E o pior sacrilégio: Lara não acredita nos mitos relacionados à Himiko, e nem se interessa por eles. Todo conhecimento que ela tem vem das anotações do pai. Ela não pesquisa mais nada, tudo lhe é entregue de bandeja. Lara só tem um objetivo durante três quartos do filme, que é salvar o pai, nada mais importa. Essa relação faz com que muito tempo de tela seja desperdiçado com flashbacks da família e cenas dela em Londres tentando provar que não depende da fortuna da família.
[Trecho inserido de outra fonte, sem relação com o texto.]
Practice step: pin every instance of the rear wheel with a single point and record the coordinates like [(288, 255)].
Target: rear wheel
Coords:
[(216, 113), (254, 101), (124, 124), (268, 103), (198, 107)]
E, consequentemente, temos menos tempo de Lara explorando sítios arqueológicos e enfrentando os bandidos, que é a essência de Tomb Raider (o próprio nome já diz).

Warner Bros./Divulgação

Mais Hollywood, menos game

O que dá mais raiva é que, tirando essa trama/drama ao redor do pai, o resto do filme é muito bom. Alicia Vikander parece que saiu das telas dos games, está muito confortável como uma mulher durona que, pode não ser tão forte fisicamente quanto seus adversários, mas é mais inteligente e tem mais técnica. As cenas de ação em vários momentos são versões live action do que a gente vê nos jogos, sem tirar nem pôr, inclusive com a Lara se "estabacando" o tempo todo.

Daniel Wu está super genérico como "parceiro" de Lara e claramente foi escalado para que o filme tentasse uma boquinha na China, um dos maiores mercados do mundo e que tem uma "cota" para filmes estrangeiros. O vilão Walton Goggins, vivido por Mathias Vogel, é tão expressivo quanto seus capangas e oferece pouca ameaça à heroína. Para quem jogou os jogos, o filme está cheio de ester-eggs, mas sem as viradas de roteiro que te prendem a atenção por mais de 40 horas.

Com apenas duas cenas de ação grandes - uma perseguição na floresta e uma exploração de tumba com armadilhas - fica a sensação de que se os roteiristas tivessem sido tão fiéis ao material original quanto o pessoal da Arte ou do Elenco foi, teríamos um produto bem melhor no final. Tomb Raider seria um bom filme de ação protagonizado por uma mulher, se nós já não tivéssemos visto Mulher-Maravilha, Atômica ou Mad Max: Estrada da Fúria.